Kendisi babasının alıp götürüldüğü anı hatırlamıyor fakat Robert Kolej’de öğrenciyken öğretmeninin gelip “Baban salıverildi, bugün izinlisin” dediğini hatırlıyor. Kendi dünyasında babasının yaşadıklarına yer vermemiş. Ben mektupları okudukça çok heyecanlandı. 1943 yılı Aralık ayında kamptan dönüyor Leon. Son yıllarını hastalıkla geçiriyor. Leon’un kızı Tamar’a bir vasiyeti var. Vasiyeti şöyle: “Hâlâ nefes alabiliyorken sana iki şey söyleyeceğim. İyi dinle. Hem nasihat hem vasiyetimdir. Kardeşin yeterince büyüyünce ona bunları benim namıma naklediver, benim başkaca size bırakacak bir mirasım yok. Hayattan ne öğrendiysem onu nakletmek boynumun borcudur. Birincisi insanları hep sev, parayı tutmasan da olur ama insan tut yanında. O çok mühimdir. Sonra aileni, dostlarını iyi tanı, onları sev ve vazgeçme. Hem sev hem ver. Bu ikisi birbiriyle kardeştir. Hem vermek, almaktan iyidir. Buna inan. Sev, sıkı sıkı sarıl ve almaya değil vermeye bak kızım. İkincisi, Türkçeyi iyi öğren. Eğer bu memlekette yaşayacaksan hangi dili öğrenirsen öğren, senin dilin Türkçedir. Türkçe konuşmaya, Türkçe yazmaya ehemmiyet ver. Benim geleneğimi sürdür evladım…” Kendisi kuvvetli bir muharrir. Tüccarlığın dışında tam bir dil aşığı.

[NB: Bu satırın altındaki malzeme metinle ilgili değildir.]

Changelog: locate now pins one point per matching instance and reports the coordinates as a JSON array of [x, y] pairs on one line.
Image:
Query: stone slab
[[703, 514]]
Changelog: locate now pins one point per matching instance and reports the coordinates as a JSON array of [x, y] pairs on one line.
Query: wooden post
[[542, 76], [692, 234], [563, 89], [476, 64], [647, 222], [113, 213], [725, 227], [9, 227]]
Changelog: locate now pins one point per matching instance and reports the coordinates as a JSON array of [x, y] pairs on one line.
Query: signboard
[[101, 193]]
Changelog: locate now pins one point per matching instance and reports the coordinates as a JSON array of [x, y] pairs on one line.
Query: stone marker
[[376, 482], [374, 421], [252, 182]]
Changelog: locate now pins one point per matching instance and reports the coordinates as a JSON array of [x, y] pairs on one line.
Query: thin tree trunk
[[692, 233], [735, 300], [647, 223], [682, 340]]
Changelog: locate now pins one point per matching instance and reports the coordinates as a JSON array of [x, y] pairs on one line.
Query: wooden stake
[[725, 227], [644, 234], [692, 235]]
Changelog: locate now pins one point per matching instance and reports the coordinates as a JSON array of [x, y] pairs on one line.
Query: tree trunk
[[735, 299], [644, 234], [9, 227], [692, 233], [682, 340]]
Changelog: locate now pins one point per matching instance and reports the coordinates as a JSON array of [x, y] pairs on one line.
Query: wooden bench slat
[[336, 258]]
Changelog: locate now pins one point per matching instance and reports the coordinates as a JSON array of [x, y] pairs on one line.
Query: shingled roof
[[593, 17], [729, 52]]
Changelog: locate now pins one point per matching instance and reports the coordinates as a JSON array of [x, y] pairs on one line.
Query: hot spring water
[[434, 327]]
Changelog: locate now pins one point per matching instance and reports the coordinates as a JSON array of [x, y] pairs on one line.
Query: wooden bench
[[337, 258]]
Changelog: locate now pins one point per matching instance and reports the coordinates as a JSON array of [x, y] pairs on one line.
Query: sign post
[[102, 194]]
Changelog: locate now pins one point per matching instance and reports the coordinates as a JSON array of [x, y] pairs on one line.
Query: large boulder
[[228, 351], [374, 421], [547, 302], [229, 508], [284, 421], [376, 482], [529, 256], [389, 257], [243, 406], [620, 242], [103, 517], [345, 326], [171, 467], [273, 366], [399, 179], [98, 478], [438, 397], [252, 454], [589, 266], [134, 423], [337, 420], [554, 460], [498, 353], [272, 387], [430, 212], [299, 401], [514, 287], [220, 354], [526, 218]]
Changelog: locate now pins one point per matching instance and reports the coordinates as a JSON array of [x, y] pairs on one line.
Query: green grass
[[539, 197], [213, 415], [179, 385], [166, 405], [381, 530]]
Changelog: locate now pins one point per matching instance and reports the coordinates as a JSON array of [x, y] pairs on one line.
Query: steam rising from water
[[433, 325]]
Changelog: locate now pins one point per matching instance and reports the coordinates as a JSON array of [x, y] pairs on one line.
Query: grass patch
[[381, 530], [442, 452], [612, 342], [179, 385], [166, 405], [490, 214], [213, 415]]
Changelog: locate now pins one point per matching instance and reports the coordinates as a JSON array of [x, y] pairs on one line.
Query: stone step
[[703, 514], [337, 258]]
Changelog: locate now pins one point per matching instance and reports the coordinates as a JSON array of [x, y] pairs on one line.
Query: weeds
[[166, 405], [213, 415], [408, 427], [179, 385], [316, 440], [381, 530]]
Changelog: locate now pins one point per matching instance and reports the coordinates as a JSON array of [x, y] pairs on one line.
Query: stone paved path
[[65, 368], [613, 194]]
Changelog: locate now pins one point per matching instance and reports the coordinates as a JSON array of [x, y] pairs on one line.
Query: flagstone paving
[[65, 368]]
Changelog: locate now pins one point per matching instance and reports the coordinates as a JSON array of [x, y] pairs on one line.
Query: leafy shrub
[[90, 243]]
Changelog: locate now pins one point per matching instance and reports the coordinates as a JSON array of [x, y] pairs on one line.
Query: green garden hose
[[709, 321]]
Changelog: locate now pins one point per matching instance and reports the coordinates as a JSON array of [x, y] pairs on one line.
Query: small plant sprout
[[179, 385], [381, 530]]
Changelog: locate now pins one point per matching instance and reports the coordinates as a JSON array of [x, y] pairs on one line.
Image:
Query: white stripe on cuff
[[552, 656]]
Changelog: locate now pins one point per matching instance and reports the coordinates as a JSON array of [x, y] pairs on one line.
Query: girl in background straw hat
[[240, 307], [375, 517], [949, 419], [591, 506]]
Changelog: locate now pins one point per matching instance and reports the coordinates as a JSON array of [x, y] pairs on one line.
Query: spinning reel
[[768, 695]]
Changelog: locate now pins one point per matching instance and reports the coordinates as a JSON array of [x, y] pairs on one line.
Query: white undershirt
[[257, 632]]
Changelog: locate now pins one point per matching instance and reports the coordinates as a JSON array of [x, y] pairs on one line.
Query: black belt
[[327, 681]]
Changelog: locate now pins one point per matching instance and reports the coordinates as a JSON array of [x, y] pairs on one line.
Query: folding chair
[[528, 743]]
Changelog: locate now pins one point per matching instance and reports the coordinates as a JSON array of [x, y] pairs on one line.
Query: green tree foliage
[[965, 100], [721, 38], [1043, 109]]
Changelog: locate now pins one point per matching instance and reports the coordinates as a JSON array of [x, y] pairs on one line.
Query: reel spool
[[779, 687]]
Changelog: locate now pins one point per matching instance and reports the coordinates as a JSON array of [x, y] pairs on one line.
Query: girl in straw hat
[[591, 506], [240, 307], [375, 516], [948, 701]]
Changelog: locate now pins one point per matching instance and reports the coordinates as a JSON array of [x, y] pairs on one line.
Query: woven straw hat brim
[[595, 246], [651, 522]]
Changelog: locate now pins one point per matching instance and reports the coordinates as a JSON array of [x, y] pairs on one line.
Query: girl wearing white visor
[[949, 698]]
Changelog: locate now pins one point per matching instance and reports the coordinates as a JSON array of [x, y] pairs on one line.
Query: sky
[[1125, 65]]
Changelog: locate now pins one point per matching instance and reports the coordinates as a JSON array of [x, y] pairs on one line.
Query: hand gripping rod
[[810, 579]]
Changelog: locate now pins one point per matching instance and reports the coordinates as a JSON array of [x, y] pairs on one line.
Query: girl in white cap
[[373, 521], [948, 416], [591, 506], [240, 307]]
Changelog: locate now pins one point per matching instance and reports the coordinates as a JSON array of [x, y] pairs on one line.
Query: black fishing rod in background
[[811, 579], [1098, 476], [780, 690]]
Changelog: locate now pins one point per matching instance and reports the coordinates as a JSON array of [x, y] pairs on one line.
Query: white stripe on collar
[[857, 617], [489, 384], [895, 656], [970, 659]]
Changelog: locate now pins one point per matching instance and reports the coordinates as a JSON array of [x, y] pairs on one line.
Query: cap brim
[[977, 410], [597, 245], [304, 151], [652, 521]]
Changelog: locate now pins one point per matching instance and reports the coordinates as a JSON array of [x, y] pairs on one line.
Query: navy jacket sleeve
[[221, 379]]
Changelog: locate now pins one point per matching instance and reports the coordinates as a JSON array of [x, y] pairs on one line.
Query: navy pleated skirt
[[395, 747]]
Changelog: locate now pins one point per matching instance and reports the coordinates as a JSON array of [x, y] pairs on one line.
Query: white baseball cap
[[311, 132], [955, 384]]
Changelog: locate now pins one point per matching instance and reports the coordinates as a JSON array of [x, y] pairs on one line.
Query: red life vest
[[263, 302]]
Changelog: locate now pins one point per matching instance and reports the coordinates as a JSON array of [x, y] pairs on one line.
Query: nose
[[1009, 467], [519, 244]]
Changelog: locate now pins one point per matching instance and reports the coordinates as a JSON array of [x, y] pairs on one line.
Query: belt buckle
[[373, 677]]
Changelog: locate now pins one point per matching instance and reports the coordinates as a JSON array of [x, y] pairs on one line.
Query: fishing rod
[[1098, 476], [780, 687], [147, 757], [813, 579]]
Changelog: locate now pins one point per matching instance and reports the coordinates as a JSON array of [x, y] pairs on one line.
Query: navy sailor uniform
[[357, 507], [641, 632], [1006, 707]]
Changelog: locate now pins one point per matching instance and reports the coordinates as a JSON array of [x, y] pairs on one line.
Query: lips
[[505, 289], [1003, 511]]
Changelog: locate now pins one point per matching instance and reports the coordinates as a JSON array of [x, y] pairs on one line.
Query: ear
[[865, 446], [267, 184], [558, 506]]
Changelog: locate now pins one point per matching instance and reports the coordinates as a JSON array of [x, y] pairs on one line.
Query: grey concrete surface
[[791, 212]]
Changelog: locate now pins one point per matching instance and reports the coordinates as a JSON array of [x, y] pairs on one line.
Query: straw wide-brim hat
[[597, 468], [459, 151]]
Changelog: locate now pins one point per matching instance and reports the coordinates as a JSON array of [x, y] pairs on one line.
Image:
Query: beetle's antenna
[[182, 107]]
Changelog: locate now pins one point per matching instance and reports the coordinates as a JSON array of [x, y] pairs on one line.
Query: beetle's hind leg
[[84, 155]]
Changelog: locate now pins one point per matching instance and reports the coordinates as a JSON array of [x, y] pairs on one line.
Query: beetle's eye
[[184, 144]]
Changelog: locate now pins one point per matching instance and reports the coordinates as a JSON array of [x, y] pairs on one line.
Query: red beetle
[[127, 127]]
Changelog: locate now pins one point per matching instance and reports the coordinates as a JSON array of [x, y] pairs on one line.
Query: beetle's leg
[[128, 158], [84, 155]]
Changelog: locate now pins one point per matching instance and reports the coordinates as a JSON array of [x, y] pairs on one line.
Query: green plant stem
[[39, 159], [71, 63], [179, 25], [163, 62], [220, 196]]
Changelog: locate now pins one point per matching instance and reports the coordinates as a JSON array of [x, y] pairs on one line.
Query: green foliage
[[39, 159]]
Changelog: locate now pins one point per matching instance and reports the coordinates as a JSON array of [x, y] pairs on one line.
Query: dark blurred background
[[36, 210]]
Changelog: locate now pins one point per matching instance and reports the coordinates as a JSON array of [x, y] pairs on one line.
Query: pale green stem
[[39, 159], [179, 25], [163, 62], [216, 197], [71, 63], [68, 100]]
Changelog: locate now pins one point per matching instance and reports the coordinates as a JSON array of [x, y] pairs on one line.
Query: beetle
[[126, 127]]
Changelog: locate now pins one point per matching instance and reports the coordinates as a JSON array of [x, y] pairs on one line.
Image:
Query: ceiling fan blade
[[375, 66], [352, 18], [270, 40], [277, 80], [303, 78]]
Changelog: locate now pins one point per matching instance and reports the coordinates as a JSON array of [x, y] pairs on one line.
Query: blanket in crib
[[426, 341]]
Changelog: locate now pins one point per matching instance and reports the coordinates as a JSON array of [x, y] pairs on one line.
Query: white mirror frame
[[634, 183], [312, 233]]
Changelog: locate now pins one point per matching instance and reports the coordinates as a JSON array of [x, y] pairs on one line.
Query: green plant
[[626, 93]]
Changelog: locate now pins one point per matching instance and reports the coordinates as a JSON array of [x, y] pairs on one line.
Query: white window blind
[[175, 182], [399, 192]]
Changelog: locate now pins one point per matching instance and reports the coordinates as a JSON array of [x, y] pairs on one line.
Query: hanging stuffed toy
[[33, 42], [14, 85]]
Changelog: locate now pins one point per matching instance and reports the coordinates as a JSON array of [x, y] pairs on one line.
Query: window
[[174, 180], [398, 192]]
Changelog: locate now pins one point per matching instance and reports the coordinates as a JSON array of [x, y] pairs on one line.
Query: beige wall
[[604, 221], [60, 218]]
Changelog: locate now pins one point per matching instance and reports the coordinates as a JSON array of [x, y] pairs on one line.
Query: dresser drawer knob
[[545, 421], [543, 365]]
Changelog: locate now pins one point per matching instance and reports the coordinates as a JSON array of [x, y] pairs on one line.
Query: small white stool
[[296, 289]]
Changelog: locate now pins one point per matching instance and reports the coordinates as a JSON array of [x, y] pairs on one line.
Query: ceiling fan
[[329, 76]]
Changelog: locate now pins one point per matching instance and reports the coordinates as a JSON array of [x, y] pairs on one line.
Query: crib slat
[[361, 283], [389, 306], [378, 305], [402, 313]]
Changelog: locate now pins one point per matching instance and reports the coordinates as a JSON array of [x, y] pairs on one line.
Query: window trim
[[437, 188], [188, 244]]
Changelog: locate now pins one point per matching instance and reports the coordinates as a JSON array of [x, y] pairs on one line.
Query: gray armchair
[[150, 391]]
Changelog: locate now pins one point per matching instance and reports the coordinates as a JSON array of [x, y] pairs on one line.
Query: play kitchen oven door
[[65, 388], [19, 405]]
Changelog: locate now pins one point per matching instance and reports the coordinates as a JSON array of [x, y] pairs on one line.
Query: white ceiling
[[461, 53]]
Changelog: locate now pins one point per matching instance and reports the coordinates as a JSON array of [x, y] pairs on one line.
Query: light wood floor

Sizi hangi mektuplar daha çok etkiledi?
Çok fazla var. Fikrimin berraklaşmasını ve netleşmesini sağlayan mektuplar çok fazla. Türkiye’de bu tür netameli mevzularla ilgili bir sıkışmışlık var. Her konudaki tarafgirliğimiz bu konuda da çok can yakıcı. Tarihi bir hikâyeyi tanık olmadan anlamamız kolay değil. ‘Post-truth’ yani hakikat ötesi denen bir şey var. Bu çağımızın da geçmişimizin de tuzağı. Öyle olanı mı öyle olmasını istediğimizi mi bağırıyoruz? Konuşmuyoruz bağırıyoruz. Bu mektupların içinde yakarış da var. Ağırlıklı olarak “Niçin devletimiz bizi eş-eşit görmüyor? Bu bize yapılan bir kötülüktür, zulümdür” diyor Leon çok haklı olarak. Eşiyle yazışmalarında şunlar da var: “Dünya bir kaostan geçiyor. Çok zor dönemlerden geçiyoruz ve bizim hükümetimiz dünyadaki kötülüklerden buna layık gördü. Daha beteri de olabilirdi. Avrupa’daki kardeşlerimizi, Yunanistan’da açlıktan ölen insanları en basit Fransa’daki kardeşini düşün.” Jenny’nin ailesinin bir bölümü Fransa’da ve her an canlarına kasteden tehdit dolu bir ortamda. Kendisi bu muhakemeyi yapmış. “Elimizden işimizi aşımızı aldılar ama canımız hâlâ bizimle” diyor. Bu olayın tanıklarından biri bunları söyledikten sonra benim iki şey deme hakkım var: Birincisi bu ayıptır, utançtır ve bu insanlardan özür dilememiz gerekiyor. Adalet dün olduğu gibi bugün de bizim sorunumuzdur, diyebiliyorum. Ama diğer taraftan yine Leon’un o günün şartlarını dikkate alarak yaptığı muhakeme ile diyebiliyorum ki; bu muhakeme meseleyi affettirmese de anlamamıza yardımcı oluyor. Dönemin şartlarına göre de muhakeme etmek lazımdır, diyorum. Bu tanıklıklar bana bunları söyleme hakkı veriyor. Bütününden etkilendim diyebilirim. Mektuplar adeta bugüne bir mesaj olarak yazılmış. Benim eklediğim bir şey olmadı, ben sadece olayın kurgusunu yaptım. Kitabı okuyan şunu da düşünecektir: Tarihi, o tarihin içinden geçenlerin yani gerçek sahiplerinin üstünden okumak, anlamak lazım. Onlar ne hissettiyse oradan görmek lazım. Ben anlatıyorum; gerçeği alan var, gerçeğe kapalı olan var, bir de gerçeği başka taraftan gören var. İşte bu sonuncuya çalışabilirsin. “Bir de bunu dinle” diyebilirsin. Onu demek yerine genelde biz “gerçek budur” diye haykırıyoruz. O zaman da kendi mahallemizde konuşuyoruz. Onu anlatmanın yolunu bulmamız lazım. Aydın sorumluluğu anlatma biçimini inşa etmekten de geçiyor, bana göre.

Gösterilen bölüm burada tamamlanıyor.